Nivritti: Negation; the path of turning away from activity; withdrawal. Literally, “to turn back.” The path of renunciation.

Niyama: Observance; the five Do’s of Yoga: 1) shaucha–purity, cleanliness; 2) santosha–contentment, peacefulness; 3) tapas–austerity, practical (i.e., result-producing) spiritual discipline; 4) swadhyaya–self-study, spiritual study; 5) Ishwarapranidhana–offering of one’s life to God.

Om: The Pranava or the sacred syllable symbolizing and embodying Brahman.

Omkara: Om.

Para(m): Highest; universal; transcendent; supreme.

Parabrahman: Supreme Brahman.

Paramatma(n): The Supreme Self, God.

Paramahan[m]sa/Paramhan[m]sa: Literally: Supreme Swan, a person of the highest spiritual realization, from the fact that a swan can separate milk from water and is therefore an apt symbol for one who has discarded the unreal for the Real, the darkness for the Light, and mortality for the Immortal, having separated himself fully from all that is not God and joined himself totally to the Divine, becoming a veritable embodiment of Divinity manifested in humanity.

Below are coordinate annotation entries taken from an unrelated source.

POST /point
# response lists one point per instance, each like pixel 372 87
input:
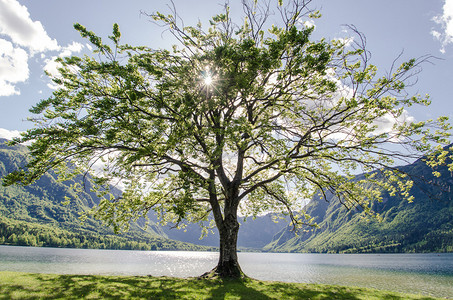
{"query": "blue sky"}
pixel 32 33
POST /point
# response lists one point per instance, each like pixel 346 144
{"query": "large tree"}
pixel 240 116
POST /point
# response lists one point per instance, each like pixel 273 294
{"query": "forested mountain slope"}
pixel 35 214
pixel 425 225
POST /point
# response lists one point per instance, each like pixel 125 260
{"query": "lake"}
pixel 428 274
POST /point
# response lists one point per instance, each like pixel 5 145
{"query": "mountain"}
pixel 425 225
pixel 33 214
pixel 254 234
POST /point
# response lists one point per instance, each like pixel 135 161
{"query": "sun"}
pixel 208 80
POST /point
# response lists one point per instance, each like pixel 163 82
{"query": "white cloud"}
pixel 9 134
pixel 15 22
pixel 13 68
pixel 20 39
pixel 52 66
pixel 445 22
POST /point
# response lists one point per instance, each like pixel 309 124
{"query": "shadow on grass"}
pixel 42 286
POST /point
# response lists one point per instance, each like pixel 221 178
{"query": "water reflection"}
pixel 430 274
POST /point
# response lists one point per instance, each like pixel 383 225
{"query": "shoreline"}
pixel 18 285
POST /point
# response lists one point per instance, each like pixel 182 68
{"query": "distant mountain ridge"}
pixel 42 203
pixel 31 215
pixel 425 225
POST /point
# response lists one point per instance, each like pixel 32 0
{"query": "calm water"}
pixel 429 274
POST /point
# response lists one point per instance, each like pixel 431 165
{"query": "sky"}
pixel 33 33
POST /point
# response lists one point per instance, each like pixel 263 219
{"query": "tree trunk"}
pixel 228 265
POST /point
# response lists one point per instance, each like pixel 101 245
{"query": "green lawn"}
pixel 15 285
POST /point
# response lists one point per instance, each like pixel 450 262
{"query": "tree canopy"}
pixel 240 116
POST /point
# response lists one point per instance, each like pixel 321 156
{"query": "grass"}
pixel 14 285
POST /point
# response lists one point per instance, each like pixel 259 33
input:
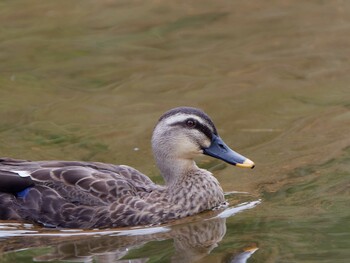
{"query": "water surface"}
pixel 87 80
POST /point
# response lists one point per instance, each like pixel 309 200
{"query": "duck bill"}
pixel 218 149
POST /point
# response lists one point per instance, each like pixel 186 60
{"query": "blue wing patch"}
pixel 23 193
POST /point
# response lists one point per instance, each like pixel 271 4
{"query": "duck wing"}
pixel 87 183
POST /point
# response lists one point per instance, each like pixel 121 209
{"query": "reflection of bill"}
pixel 192 240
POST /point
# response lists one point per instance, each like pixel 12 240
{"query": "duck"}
pixel 90 195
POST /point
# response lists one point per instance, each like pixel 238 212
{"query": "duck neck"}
pixel 174 170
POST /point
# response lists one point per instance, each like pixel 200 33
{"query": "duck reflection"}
pixel 192 241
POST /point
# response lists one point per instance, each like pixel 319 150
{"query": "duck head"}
pixel 184 133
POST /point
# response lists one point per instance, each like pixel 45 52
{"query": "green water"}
pixel 87 80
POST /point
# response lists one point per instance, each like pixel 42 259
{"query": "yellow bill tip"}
pixel 246 164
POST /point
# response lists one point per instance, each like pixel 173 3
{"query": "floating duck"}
pixel 75 194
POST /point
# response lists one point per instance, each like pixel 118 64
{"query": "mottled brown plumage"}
pixel 99 195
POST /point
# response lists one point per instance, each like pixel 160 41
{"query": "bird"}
pixel 96 195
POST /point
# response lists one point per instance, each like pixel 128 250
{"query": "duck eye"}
pixel 190 123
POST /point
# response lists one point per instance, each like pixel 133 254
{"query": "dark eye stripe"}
pixel 199 126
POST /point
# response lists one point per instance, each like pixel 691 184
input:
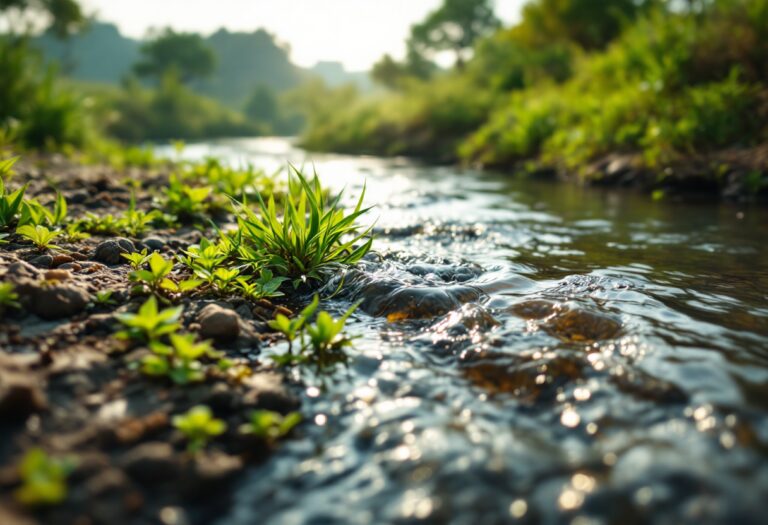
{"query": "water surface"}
pixel 530 352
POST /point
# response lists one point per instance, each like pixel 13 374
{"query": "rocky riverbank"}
pixel 68 386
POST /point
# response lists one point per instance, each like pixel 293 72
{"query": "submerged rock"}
pixel 219 324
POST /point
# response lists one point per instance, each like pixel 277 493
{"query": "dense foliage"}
pixel 574 81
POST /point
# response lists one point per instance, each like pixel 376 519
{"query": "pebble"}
pixel 151 462
pixel 42 261
pixel 219 323
pixel 20 396
pixel 108 252
pixel 53 302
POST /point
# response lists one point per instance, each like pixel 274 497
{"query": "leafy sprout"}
pixel 8 297
pixel 149 324
pixel 312 237
pixel 199 427
pixel 44 479
pixel 39 235
pixel 156 277
pixel 269 425
pixel 180 361
pixel 10 203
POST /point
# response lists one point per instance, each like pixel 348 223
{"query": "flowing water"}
pixel 530 352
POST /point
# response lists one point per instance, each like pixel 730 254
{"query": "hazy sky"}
pixel 355 32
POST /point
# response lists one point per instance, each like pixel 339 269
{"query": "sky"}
pixel 354 32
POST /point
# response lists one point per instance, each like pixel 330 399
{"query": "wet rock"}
pixel 100 324
pixel 78 197
pixel 21 270
pixel 219 324
pixel 211 473
pixel 267 391
pixel 53 302
pixel 411 302
pixel 535 309
pixel 151 462
pixel 582 326
pixel 108 252
pixel 153 243
pixel 42 261
pixel 57 275
pixel 60 259
pixel 20 396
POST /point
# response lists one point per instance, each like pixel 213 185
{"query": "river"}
pixel 529 352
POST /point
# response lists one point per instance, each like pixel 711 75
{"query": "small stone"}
pixel 57 275
pixel 219 323
pixel 108 252
pixel 78 197
pixel 42 261
pixel 53 302
pixel 58 260
pixel 21 270
pixel 151 462
pixel 154 244
pixel 20 396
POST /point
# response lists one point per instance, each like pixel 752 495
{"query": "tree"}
pixel 263 107
pixel 185 54
pixel 591 24
pixel 454 27
pixel 62 17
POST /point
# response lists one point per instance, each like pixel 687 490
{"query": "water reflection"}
pixel 533 353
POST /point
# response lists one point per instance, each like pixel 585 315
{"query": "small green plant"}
pixel 291 328
pixel 156 279
pixel 199 427
pixel 269 425
pixel 104 298
pixel 8 297
pixel 39 235
pixel 267 285
pixel 34 213
pixel 322 343
pixel 137 259
pixel 10 203
pixel 180 361
pixel 149 324
pixel 224 278
pixel 185 201
pixel 311 238
pixel 44 479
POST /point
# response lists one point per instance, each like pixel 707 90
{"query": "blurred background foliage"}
pixel 572 81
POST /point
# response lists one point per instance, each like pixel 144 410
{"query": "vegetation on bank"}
pixel 572 82
pixel 291 238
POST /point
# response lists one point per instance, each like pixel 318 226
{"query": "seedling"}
pixel 137 259
pixel 265 286
pixel 322 343
pixel 180 361
pixel 291 328
pixel 199 427
pixel 185 201
pixel 8 297
pixel 311 238
pixel 155 279
pixel 149 324
pixel 10 203
pixel 39 235
pixel 269 425
pixel 44 479
pixel 104 298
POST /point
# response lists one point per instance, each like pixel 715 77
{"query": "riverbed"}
pixel 530 352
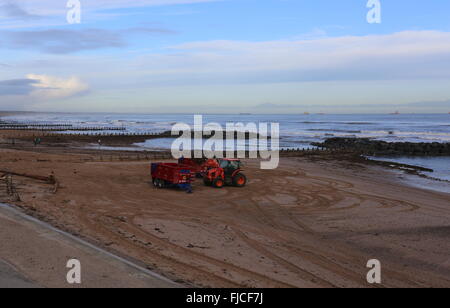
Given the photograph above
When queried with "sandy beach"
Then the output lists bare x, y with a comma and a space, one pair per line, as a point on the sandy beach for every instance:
309, 223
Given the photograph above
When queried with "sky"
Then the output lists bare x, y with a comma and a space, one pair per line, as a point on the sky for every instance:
225, 56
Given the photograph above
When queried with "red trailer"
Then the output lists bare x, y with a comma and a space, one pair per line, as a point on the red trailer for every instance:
172, 175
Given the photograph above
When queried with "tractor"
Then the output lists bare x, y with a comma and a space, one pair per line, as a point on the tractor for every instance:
221, 172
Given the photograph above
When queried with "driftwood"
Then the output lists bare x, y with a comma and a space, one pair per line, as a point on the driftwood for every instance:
48, 179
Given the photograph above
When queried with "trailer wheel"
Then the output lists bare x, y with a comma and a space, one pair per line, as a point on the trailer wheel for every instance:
161, 183
240, 180
218, 183
206, 181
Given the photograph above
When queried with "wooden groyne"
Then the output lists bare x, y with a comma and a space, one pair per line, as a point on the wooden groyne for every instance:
382, 148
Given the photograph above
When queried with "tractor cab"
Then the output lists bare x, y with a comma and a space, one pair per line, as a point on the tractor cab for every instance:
229, 166
221, 172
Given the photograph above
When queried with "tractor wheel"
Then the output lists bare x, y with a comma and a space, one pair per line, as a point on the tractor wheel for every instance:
160, 183
219, 183
207, 182
240, 180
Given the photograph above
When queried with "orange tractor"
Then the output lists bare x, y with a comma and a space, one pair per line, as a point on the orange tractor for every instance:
221, 172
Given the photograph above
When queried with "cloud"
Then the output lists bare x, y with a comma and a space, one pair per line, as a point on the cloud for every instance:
16, 87
42, 87
10, 9
58, 41
63, 41
399, 56
52, 7
49, 87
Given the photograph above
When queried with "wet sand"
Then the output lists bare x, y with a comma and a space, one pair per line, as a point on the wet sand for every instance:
306, 224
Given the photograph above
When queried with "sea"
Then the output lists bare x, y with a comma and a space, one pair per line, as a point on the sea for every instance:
296, 130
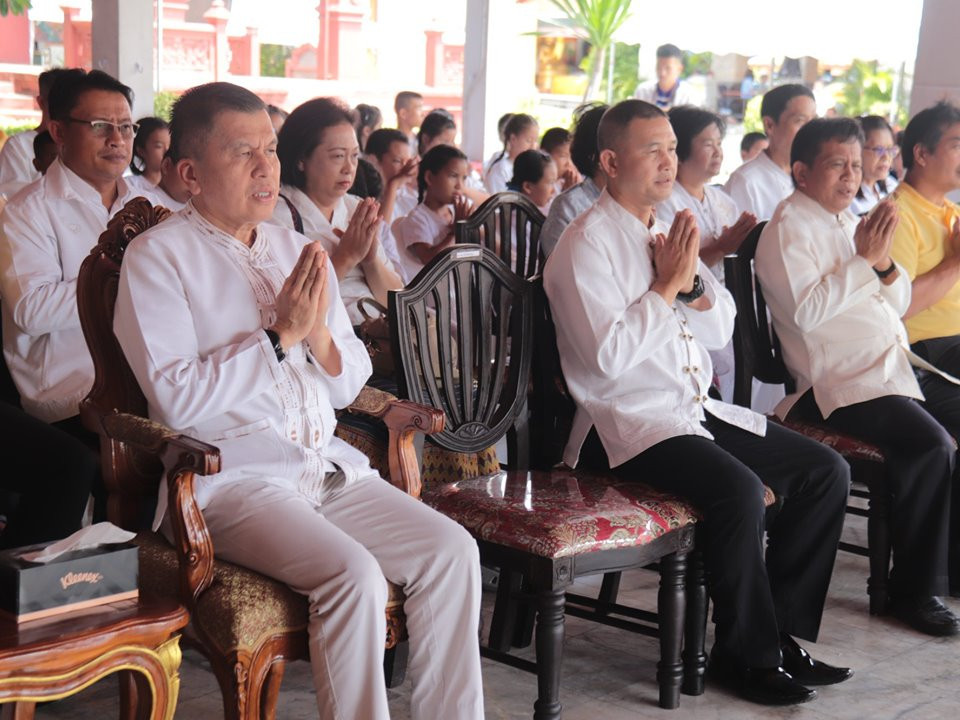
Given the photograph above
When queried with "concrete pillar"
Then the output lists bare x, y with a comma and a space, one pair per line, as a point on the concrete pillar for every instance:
123, 46
937, 73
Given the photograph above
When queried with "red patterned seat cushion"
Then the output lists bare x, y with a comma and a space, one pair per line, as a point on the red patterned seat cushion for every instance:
560, 513
850, 447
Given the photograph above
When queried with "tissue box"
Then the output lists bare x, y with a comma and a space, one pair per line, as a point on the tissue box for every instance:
73, 581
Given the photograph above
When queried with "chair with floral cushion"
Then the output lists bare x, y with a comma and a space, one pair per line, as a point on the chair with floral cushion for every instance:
757, 355
246, 624
548, 527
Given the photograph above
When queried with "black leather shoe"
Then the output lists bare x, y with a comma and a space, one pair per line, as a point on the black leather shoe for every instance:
765, 686
807, 671
925, 613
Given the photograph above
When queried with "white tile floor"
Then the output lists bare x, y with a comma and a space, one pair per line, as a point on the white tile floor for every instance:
608, 674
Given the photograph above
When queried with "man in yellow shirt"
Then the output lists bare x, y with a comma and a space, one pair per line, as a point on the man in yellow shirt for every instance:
926, 244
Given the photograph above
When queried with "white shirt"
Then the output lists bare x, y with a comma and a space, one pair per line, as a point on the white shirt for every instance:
637, 367
683, 95
46, 231
354, 285
191, 308
716, 211
422, 225
566, 206
16, 163
872, 196
758, 186
498, 175
839, 326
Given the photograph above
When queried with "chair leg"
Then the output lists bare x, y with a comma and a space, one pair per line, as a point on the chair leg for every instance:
878, 542
395, 664
695, 633
550, 604
671, 603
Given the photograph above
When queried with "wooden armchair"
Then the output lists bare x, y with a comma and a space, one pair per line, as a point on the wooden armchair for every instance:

Paramhansa Yogananda: The most influential yogi of the twentieth century in the West, author of Autobiography of a Yogi and founder of Self-Realization Fellowship in America.

Parashakti: Supreme Power.

Parinama: Change; modification; transformation; evolution; development; effect; result; ripening; altering/changing.

Patanjali: A yogi of ancient India, the author of the Yoga Sutras.

Pinda: Part of the whole; individual; the body–either of the individual jiva or the cosmic body of Ishwara. It can also mean an organized whole or a unity of diversities.

Pitri: A departed ancestor, a forefather.

Pradhana: Prakriti; causal matter.

Prajapati: Progenitor; the Creator; a title of Brahma the Creator.

Prajna: Consciousness; awareness; wisdom; intelligence.

Prajapati: Progenitor; the Creator; a title of Brahma the Creator.

Prakash(a): Shining; luminous; effulgence; illumination; luminosity; light; brightness. Pure Consciousness, from the root kash (to shine) and pra (forth); cognition.

Prakriti: Causal matter; the fundamental power (shakti) of God from which the entire cosmos is formed; the root base of all elements; undifferentiated matter; the material cause of the world. Also known as Pradhana. Prakriti can also mean the entire range of vibratory existence (energy).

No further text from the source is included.